I have run all of the stepwise regressions in the very painful/manual regression analysis in Excel and get good results for all dependent variables.

This is the code:

# Function to perform stepwise regression
perform_stepwise_regression <- function(dependent_variable, independent_variables, data) {
  cat("======================================================================\n")
  cat("Dependent Variable: ", dependent_variable, "\n")
  cat("======================================================================\n")
  
  # Fit initial model
  lm_model <- lm(as.formula(paste(dependent_variable, "~", paste(independent_variables, collapse = " + "))), data = df)
  
   while (TRUE) {
    # Check p-values
    p_values <- summary(lm_model)$coefficients[, 4]
    
    # Identify variables with the highest p-value > 0.05
    variable_to_remove <- names(p_values[p_values == max(p_values)])
    
    # Break the loop if no variable has a p-value > 0.05
    if (max(p_values) <= 0.05) {
      break
    }
    
    # Create a new formula excluding the variable
    predictors_to_include <- setdiff(names(lm_model$model)[-1], variable_to_remove)
    
    new_formula <- as.formula(paste(dependent_variable, "~", paste(predictors_to_include, collapse = " + ")))
    
    # Fit a new model
    lm_model <- lm(new_formula, data = df)
  }
  
  # Create the final formula using the single remaining independent variable
  final_formula <- as.formula(paste(dependent_variable, "~", predictors_to_include))
  
  # Fit the final model using the created formula
  final_model <- lm(final_formula, data = df)
  
 # Print the final summary in the console
  print(summary(lm_model))
}

# Example usage:
dependent_variables <- c("DepVar1", "DepVar2", "DepVar3", "DepVar4", "DepVar5")
independent_variables <- c("IndVar1", "IndVar2", "IndVar3", "IndVar4", "IndVar5", "IndVar6")

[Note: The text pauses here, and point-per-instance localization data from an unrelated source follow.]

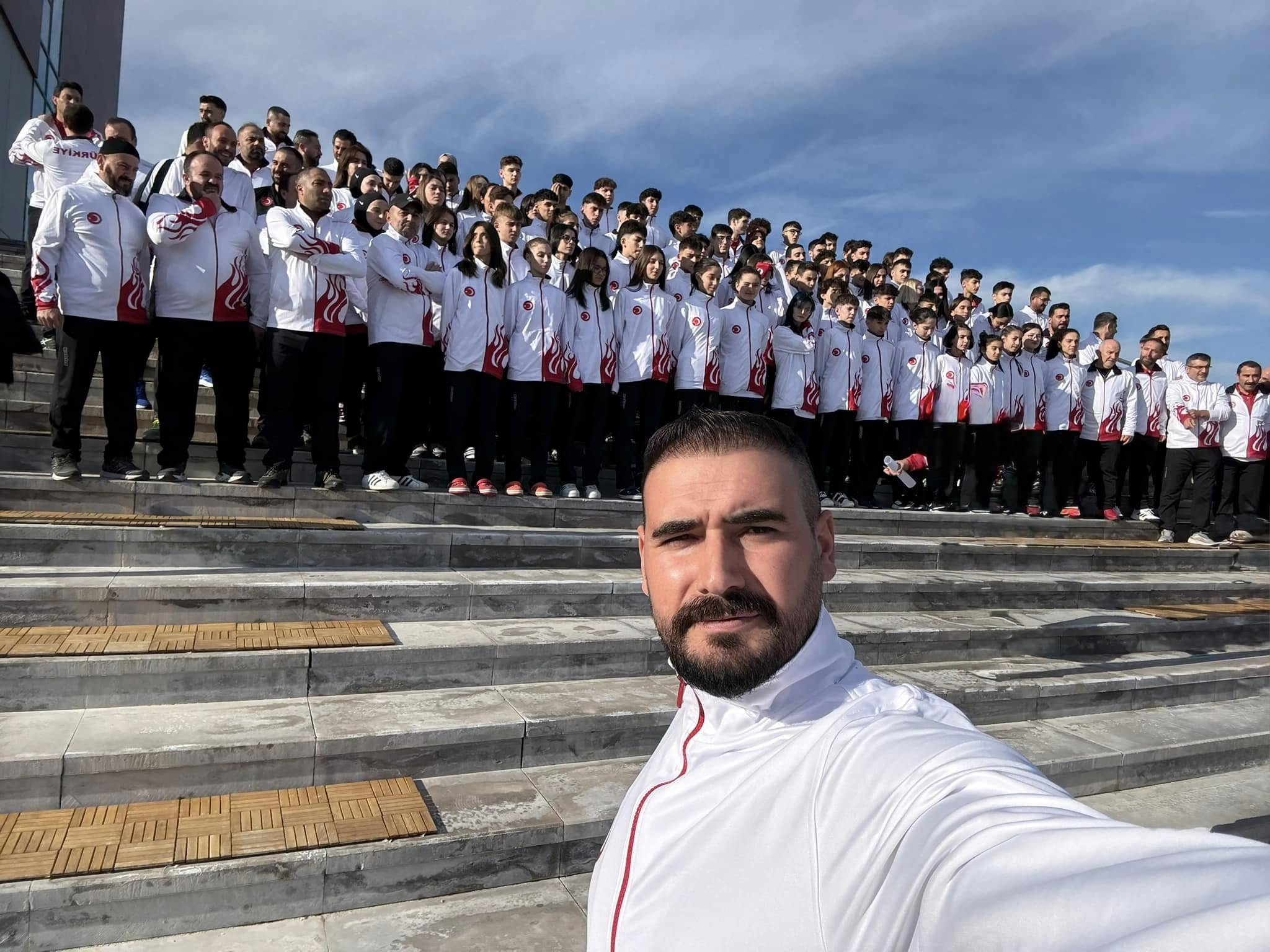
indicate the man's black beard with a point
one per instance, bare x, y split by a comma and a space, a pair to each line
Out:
739, 672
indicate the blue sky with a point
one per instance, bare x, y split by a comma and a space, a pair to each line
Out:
1116, 152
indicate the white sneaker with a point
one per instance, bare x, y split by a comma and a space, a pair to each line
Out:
380, 483
1203, 539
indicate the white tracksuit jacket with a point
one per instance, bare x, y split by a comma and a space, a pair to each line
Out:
22, 152
987, 392
797, 386
1183, 398
695, 338
207, 260
1246, 432
311, 294
915, 379
471, 323
595, 339
1028, 391
1065, 382
644, 318
536, 325
953, 400
1152, 416
91, 254
878, 394
1110, 404
830, 810
837, 353
401, 307
745, 350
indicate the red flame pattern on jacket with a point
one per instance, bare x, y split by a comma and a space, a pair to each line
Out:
131, 307
1113, 425
554, 368
664, 361
329, 309
230, 304
495, 353
609, 361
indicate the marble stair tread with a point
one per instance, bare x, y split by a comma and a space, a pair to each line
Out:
1237, 801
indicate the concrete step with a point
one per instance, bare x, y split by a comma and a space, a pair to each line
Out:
518, 826
202, 495
1235, 803
533, 917
200, 749
406, 546
79, 596
491, 653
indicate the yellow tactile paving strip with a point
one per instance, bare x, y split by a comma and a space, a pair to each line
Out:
131, 521
1189, 612
164, 639
52, 843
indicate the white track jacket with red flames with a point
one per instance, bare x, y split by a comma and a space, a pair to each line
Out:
837, 357
1183, 399
535, 319
207, 260
310, 268
745, 350
1065, 382
471, 323
644, 318
91, 254
1152, 415
695, 340
915, 379
797, 385
399, 302
595, 339
1110, 403
830, 810
1246, 432
1028, 390
878, 392
953, 400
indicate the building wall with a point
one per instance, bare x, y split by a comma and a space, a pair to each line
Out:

for (dependent_variable in dependent_variables) {
  perform_stepwise_regression(dependent_variable, independent_variables, df)
}

Google Gemini is worthless here, and ChatGPT is playing me. I need human intervention. Does anyone know what might be going on?


Solution

  • For the regression of DepVar2, the least significant term in the initial model is the intercept. When you create the new formula, you are then trying to remove "(Intercept)" from a vector that does not include "(Intercept)", which just returns the same vector. Therefore, the next iteration uses the exact same independent variables, and you are stuck in an infinite loop. It works fine for DepVar1 because the intercept is significant.

    You could fix this by dropping the intercept from p_values, e.g., using p_values[!(names(p_values)=='(Intercept)')]. I'm assuming you want to keep the intercept in the model even if it's not significant.